Maeda’s transition from Japan’s Nippon Professional Baseball, where he played for the Hiroshima Toyo Carp for eight seasons, to the MLB was successfully seamless. He was the only Dodgers starter to remain healthy the entire season. His incentive-laden eight-year, $25 million contract, an extremely team-friendly deal, has been a win-win for the Dodgers and Maeda so far. He led the team in starts (32), innings (175 2/3) and strikeouts (179) in a year where the team sustained a historic number of injuries including one to their ace Clayton Kershaw.
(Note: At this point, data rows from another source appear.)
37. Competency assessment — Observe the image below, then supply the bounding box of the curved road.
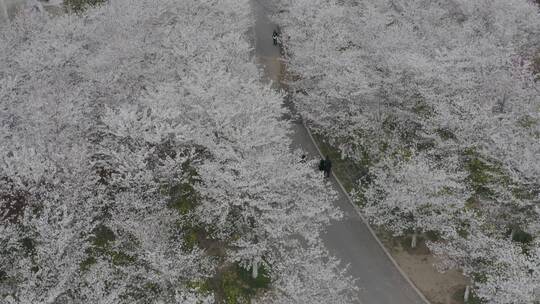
[251,1,428,303]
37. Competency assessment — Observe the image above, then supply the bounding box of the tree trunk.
[252,257,259,279]
[464,285,470,302]
[411,231,418,248]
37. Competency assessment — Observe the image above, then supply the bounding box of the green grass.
[187,279,213,295]
[465,157,492,195]
[20,237,36,256]
[221,264,271,304]
[180,224,209,252]
[391,145,413,160]
[91,224,115,248]
[182,228,199,251]
[456,217,472,238]
[451,287,466,303]
[462,148,511,198]
[168,183,198,215]
[465,292,486,304]
[416,139,436,151]
[472,271,488,284]
[176,219,224,255]
[236,263,271,290]
[518,115,538,129]
[424,230,442,241]
[463,148,529,213]
[409,92,434,119]
[311,133,368,192]
[412,100,433,118]
[80,224,136,271]
[511,229,534,254]
[221,270,250,304]
[168,163,201,215]
[80,225,113,271]
[206,263,272,304]
[111,250,136,266]
[511,185,537,201]
[80,256,96,271]
[64,0,106,12]
[382,115,399,133]
[143,282,162,295]
[436,128,456,141]
[512,229,533,244]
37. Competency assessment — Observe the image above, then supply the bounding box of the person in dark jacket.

Maeda’s personality and competitiveness fit in perfectly with the Dodgers, a franchise that has a long history with integration of international talent, a legacy that began with pitcher Hideo Nomo in 1995.
In his first six starts with the Dodgers, Maeda went 3-1 with a 1.66 ERA. Although Dave Roberts provided Maeda with an extra day of rest whenever possible, fatigue eventually set in down the stretch. Opposing batters hit .246 against him in the second half of the season, 30 points higher than the first half (.216). With his first full MLB season under his belt, Maeda struggled in the postseason and allowed 8 runs on 12 hits in his lone start in the NLDS and two starts in the NLCS combined.
Maeda earned nearly $9 million in bonus incentives in 2016, and he finished third in the voting for the National League Rookie of the Year Award behind his teammate Corey Seager and Trea Turner.
There were many Maeda highlights in 2016, but a few stand out in particular.
Maeda struck out a season-best 13, the final batter being former Dodger Matt Kemp, in seven innings in the win over San Diego on July 10.
Maeda’s excellent defense was also a pleasure to watch.
Maeda homered to left field off Andrew Cashner in his Major League debut on April 6 in San Diego, the only home run by a Dodgers pitcher in 2016.
Maeda’s social media presence is A+ as well.
His off-season workouts included torment of his translator Will Ireton, drawing animals on Japanese television shows and eating copious amounts of ramen in order to add muscle and build stamina.
2017 status: Signed through 2023, Maeda is slated to be a mainstay in the Dodgers’ starting rotation for years to come. We have 8 YEARS of this?!